保育の「地図」と「物語」を描くあなたへ
書類作成は、「事務作業」ではありません。
それは、子どもたちの未来へ続く「地図」を作り、
成長という「物語」を紡ぐ、クリエイティブな時間です。
忙しい日々の中で、私たちはつい「書くこと」を目的にしてしまいがちです。 しかし、そのペンの先には、常に子どもたちの未来があります。
1. 指導計画は、保育の「カーナビ」です
書類を書くということは、カーナビに行き先をセットするようなもの。
- 目的地 (Goal):就学前や年度末に、こう育ってほしいという「願い」。
- ルート (Plan):そのために今、どう関わるかという「道筋」。
- 現在地 (You are here):今、目の前の子どもはどこにいて、何を感じているか。
「現在地」がわからなければ、どこへも行けません。
書類に向き合う本当の意義は、未来の計画を立てること以上に、「今の子どもの姿(現在地)」を解像度高く見つめ直すことにあります。

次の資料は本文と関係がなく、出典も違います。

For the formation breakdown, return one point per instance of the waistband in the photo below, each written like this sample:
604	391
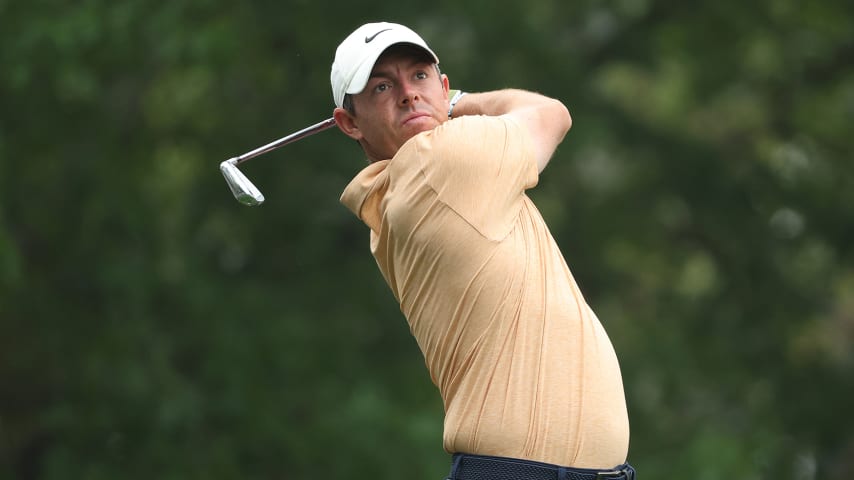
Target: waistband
481	467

実際の保育という道では、計画通りに進まないことの方が多いでしょう。 しかし、それでいいのです。 興味が移れば、それは新しい景色の発見。「リルート(ルート変更)」するように、目の前の子どもの姿に合わせて計画を変えられることこそ、地図を持っているプロの証です。
2. 今日の遊びは、未来への「伏線」です
一見、意味のないような子どものイタズラや、繰り返される遊び。 それらはすべて、数ヶ月後、数年後の成長につながる「伏線」です。
今日の泥団子作りは...
未来の「探究心」への
伏線かもしれない
友達との小さないざこざは...
未来の「対話力」への
プロローグかもしれない
「5領域」や「カリキュラム」といった言葉は、難しく感じるかもしれません。 しかし、それは「この伏線(今の遊び)が、どんなクライマックス(未来の成長)に繋がるか」を読み解くためのガイドラインなのです。
書類を書くことは、
子どもたちへの
「ラブレター」を書くこと。
「こんな風に育ってほしい」「今のこの瞬間を大切にしたい」。
そんな願いを言葉にすることで、何気ない日常の保育が、意図を持った「教育」へと変わります。
さぁ、子どもたちと、どんな「ルート」を通って、どんな「物語」を創りますか?